Le premier intérêt de cette mesure est sa simplicité apparente : elle permet de savoir si une sexualité est déclarée comme active ou non, et d’observer comment cette situation varie selon l’âge, le sexe, le fait d’être en couple, l’état de santé ou d’autres caractéristiques sociales. Mais cette simplicité peut devenir trompeuse si l’on oublie qu’un même mot recouvre des pratiques et des situations très diverses.
Le piège de la norme implicite
Le commentaire médiatique transforme parfois cet indicateur en échelle implicite : plus = mieux, moins = problème. C’est une erreur classique. Une baisse de fréquence peut correspondre à une fatigue temporaire, à une séparation récente, à une maladie, à une préférence personnelle ou à une période de réorganisation de la vie.

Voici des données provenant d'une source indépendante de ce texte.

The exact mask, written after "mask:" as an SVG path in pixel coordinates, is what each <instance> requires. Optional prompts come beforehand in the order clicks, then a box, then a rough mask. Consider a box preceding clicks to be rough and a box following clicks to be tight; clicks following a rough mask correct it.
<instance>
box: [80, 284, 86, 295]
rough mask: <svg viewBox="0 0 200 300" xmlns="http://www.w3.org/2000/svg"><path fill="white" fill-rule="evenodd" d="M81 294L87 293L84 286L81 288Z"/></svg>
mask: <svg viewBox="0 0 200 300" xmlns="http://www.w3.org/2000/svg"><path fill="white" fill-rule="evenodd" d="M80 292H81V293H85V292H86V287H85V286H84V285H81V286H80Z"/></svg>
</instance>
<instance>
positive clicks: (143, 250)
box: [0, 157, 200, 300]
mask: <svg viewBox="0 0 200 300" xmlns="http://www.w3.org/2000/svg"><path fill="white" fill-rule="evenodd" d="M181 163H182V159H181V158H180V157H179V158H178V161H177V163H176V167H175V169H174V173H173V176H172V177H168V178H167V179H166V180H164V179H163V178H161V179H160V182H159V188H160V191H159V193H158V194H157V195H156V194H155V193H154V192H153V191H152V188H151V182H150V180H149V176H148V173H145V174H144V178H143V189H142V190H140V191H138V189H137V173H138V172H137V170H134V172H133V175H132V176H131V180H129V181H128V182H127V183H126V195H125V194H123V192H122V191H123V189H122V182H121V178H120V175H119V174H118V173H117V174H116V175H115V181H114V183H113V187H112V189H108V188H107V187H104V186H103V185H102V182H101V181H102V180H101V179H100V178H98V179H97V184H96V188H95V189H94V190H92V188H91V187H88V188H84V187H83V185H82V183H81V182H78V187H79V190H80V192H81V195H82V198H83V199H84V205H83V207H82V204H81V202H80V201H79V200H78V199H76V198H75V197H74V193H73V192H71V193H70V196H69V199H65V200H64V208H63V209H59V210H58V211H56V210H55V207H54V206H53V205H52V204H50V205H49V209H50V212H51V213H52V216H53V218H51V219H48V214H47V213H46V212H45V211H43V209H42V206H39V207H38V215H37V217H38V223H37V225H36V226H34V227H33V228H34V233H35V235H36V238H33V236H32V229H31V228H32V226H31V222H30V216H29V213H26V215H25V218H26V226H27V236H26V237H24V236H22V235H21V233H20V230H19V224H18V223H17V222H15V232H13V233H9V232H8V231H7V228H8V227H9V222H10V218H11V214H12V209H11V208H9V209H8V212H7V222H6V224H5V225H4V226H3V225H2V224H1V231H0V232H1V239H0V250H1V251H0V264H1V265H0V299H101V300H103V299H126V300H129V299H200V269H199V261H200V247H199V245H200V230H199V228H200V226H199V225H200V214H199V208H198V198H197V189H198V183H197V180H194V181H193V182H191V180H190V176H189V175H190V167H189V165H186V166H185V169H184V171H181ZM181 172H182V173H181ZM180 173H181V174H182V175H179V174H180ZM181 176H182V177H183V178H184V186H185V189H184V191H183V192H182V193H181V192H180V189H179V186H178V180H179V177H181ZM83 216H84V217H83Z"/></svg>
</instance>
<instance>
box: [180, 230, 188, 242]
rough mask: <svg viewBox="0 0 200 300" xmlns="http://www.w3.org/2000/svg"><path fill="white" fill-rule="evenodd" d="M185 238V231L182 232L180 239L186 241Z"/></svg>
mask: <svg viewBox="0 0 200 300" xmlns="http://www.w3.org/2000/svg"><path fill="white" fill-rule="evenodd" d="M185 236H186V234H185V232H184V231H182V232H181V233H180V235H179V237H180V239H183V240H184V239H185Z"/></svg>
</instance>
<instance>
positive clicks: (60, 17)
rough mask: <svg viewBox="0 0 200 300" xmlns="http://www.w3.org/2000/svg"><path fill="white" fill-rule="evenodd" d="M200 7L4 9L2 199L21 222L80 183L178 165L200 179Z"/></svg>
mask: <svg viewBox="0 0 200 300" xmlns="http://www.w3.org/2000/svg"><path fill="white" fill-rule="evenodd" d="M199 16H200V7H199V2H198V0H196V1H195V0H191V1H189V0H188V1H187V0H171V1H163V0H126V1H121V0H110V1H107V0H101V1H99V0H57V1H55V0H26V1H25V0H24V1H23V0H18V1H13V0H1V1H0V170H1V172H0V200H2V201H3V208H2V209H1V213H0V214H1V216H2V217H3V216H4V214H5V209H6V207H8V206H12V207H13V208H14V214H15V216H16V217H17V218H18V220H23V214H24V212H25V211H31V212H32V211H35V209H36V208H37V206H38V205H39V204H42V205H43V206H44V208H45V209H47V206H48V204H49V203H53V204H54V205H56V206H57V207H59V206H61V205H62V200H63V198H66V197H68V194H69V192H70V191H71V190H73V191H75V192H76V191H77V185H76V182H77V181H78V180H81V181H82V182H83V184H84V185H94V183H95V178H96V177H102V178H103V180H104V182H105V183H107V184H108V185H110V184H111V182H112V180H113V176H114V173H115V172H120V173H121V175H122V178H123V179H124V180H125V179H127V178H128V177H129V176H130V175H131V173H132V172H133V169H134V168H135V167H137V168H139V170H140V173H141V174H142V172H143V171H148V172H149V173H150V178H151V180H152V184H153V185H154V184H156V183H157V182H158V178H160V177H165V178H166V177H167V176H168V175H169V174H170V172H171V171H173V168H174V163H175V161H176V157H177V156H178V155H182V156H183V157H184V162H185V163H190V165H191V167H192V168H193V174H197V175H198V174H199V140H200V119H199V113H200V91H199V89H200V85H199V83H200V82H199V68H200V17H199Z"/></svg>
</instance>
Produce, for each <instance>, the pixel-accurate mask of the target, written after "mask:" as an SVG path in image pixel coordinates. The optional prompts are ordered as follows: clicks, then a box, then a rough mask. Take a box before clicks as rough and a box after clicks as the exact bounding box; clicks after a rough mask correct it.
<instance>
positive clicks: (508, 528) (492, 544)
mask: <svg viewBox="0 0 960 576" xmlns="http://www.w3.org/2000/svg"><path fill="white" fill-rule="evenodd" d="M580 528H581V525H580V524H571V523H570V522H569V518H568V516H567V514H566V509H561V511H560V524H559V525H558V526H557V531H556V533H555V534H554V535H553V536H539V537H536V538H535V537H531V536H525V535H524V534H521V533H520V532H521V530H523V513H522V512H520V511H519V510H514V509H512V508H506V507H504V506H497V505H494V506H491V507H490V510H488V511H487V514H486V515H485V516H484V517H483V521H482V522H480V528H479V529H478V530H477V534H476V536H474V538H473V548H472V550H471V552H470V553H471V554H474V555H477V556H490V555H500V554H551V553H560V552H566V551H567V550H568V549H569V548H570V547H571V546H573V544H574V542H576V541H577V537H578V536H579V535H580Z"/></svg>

À l’inverse, une activité régulière ne garantit ni le consentement, ni le plaisir, ni l’absence de pression dans la relation.
Un dossier sérieux doit donc replacer l’activité sexuelle dans un cadre plus large : relation, santé, consentement, charge mentale, parcours de vie, vieillissement, accessibilité des soins et représentations sociales de la sexualité.